Une dynamique pour Pogacar ou Vingegaard ?
Depuis le début de l'année 2024, rien ni personne ne résiste à Tadej Pogacar sur un vélo. Depuis un an et demi, le Slovène croque tout ce qui se présente devant lui. Lors du Critérium du Dauphiné, dernière course par étapes avant le Tour de France, le vainqueur sortant du Tour a tellement écrasé Jonas Vingegaard sur les étapes de montagne que les spectateurs ont craint qu'il n'y ait même pas de match sur la Grande Boucle.
Or Jonas Vingegaard répond bien présent pour le moment. Ce qui signifie que les trois semaines qui ont séparé la fin du Critérium du Dauphiné et le début du Tour ont permis au Danois d'élever son niveau à celui de son rival. Avant de le dépasser avec un pic de forme en troisième semaine ? C'est à ce moment-là que le Slovène avait craqué en 2023.
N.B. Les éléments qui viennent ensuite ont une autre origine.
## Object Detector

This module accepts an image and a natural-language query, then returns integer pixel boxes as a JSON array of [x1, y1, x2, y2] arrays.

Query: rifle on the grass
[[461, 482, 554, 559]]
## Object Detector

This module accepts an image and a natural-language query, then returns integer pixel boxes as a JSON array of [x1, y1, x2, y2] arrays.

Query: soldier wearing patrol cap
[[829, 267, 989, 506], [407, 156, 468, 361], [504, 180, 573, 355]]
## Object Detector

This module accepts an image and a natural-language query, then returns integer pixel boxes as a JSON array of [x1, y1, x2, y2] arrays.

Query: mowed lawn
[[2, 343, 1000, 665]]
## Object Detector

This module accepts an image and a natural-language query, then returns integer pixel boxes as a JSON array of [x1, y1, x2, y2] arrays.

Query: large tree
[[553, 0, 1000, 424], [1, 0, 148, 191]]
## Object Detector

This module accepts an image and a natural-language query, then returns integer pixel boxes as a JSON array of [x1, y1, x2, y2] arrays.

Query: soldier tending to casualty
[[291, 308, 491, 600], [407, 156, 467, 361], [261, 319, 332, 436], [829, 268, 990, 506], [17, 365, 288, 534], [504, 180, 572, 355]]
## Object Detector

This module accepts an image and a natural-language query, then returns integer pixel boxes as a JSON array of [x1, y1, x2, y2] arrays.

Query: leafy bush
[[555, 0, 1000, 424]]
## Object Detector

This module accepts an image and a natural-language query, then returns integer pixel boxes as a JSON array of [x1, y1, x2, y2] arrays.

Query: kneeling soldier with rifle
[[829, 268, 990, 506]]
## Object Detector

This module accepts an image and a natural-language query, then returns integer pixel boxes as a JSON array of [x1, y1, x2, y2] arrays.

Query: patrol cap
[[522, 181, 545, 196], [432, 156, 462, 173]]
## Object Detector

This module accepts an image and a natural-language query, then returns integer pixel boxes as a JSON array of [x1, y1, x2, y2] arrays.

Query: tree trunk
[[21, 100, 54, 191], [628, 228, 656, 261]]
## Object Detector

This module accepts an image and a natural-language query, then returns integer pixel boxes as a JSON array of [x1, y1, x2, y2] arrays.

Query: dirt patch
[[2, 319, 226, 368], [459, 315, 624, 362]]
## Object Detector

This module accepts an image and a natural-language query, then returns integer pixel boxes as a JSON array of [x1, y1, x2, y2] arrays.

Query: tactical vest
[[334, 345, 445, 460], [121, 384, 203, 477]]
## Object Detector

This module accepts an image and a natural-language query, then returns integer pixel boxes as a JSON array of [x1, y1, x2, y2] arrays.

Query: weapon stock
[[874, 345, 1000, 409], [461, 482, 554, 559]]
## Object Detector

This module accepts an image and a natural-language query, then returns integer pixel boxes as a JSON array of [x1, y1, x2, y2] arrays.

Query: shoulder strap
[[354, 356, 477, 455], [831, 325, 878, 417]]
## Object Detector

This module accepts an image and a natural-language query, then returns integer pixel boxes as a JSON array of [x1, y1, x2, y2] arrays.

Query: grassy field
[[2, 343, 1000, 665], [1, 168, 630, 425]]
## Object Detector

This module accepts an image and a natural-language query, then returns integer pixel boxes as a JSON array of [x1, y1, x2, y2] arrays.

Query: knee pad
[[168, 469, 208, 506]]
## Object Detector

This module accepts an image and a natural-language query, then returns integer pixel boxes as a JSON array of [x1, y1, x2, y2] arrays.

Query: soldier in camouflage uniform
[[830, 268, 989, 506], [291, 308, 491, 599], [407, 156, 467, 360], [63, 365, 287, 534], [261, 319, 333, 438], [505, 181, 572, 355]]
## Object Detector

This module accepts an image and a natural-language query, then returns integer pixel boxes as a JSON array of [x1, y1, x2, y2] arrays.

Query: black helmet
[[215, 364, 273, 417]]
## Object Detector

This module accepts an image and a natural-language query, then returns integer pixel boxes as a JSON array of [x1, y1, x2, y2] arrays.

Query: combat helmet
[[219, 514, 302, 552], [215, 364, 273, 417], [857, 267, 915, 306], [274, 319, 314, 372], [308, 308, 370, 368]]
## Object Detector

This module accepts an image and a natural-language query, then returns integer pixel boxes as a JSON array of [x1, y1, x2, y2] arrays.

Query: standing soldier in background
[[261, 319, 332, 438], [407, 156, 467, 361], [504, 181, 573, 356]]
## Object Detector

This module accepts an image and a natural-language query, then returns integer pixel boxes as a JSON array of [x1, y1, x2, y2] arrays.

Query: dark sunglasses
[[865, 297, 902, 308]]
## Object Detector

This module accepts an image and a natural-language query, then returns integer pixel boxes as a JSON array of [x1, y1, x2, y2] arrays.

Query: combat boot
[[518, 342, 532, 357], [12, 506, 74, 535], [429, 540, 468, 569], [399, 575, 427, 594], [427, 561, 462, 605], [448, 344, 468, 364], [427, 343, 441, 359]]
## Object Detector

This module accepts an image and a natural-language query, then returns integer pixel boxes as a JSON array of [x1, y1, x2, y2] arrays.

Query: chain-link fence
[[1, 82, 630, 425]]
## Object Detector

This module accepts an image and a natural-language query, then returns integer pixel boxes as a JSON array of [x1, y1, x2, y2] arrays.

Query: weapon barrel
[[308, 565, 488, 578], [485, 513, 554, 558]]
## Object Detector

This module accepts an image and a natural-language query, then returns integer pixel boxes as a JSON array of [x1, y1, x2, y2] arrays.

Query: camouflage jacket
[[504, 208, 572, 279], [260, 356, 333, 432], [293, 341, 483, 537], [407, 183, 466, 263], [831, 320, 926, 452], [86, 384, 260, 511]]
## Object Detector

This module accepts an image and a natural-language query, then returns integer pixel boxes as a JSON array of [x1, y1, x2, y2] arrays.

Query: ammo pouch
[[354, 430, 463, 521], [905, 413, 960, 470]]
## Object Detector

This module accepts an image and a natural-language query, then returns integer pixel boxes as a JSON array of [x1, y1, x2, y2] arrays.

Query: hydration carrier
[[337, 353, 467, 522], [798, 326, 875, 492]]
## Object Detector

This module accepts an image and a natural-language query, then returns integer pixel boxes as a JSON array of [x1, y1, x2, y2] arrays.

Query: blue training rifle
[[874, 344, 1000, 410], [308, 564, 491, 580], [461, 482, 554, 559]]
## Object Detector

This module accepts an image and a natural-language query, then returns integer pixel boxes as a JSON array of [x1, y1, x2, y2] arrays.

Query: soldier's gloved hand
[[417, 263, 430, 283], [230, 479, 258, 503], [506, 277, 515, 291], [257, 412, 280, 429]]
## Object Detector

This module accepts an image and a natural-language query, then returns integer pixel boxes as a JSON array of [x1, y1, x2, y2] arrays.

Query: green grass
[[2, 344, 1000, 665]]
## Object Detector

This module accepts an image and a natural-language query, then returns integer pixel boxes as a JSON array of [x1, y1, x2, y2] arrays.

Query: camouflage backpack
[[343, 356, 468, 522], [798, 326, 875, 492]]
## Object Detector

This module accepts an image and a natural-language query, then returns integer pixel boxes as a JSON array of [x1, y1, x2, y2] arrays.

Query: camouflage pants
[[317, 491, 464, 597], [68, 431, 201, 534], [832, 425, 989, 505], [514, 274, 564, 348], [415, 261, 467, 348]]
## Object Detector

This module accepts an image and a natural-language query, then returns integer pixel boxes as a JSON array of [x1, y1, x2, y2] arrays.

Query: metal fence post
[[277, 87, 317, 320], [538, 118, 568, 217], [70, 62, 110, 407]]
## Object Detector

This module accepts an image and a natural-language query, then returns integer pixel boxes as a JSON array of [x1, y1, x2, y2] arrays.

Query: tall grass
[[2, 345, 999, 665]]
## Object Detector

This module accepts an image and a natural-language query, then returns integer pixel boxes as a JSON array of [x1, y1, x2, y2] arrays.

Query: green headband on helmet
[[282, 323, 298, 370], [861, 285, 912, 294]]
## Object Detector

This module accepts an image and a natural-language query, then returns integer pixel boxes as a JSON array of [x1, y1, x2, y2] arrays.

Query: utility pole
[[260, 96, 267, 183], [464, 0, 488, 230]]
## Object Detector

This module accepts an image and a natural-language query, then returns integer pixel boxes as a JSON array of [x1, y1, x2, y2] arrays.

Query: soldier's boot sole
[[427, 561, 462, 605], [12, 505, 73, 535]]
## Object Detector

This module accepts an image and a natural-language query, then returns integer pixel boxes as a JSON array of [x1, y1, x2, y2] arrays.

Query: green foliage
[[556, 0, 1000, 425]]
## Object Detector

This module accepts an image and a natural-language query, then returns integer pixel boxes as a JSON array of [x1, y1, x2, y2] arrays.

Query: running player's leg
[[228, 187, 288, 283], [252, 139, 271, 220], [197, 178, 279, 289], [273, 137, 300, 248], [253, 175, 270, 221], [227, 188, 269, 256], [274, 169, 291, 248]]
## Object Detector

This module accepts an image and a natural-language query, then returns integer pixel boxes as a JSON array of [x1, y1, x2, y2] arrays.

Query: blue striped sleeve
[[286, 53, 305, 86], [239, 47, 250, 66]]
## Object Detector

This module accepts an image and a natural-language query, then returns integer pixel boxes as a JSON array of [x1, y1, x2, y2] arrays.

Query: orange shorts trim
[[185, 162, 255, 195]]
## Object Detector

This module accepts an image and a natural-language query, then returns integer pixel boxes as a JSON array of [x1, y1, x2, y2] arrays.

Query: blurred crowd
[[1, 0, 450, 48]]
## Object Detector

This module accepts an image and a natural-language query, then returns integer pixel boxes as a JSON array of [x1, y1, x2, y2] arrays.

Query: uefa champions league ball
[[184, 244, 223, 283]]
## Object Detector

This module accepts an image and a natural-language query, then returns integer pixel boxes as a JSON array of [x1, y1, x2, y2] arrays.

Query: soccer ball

En face, Tadej Pogacar aimerait passer la fin du Tour de France à gérer son avantage. Car, après le doublé Giro-Tour 2024, il espère signer cette année le doublé Tour-Vuelta. Pour ça, il lui faut en garder sous la pédale.
Or méfiance : à regarder trop loin, on ne voit pas le frelon qui s'apprête à piquer.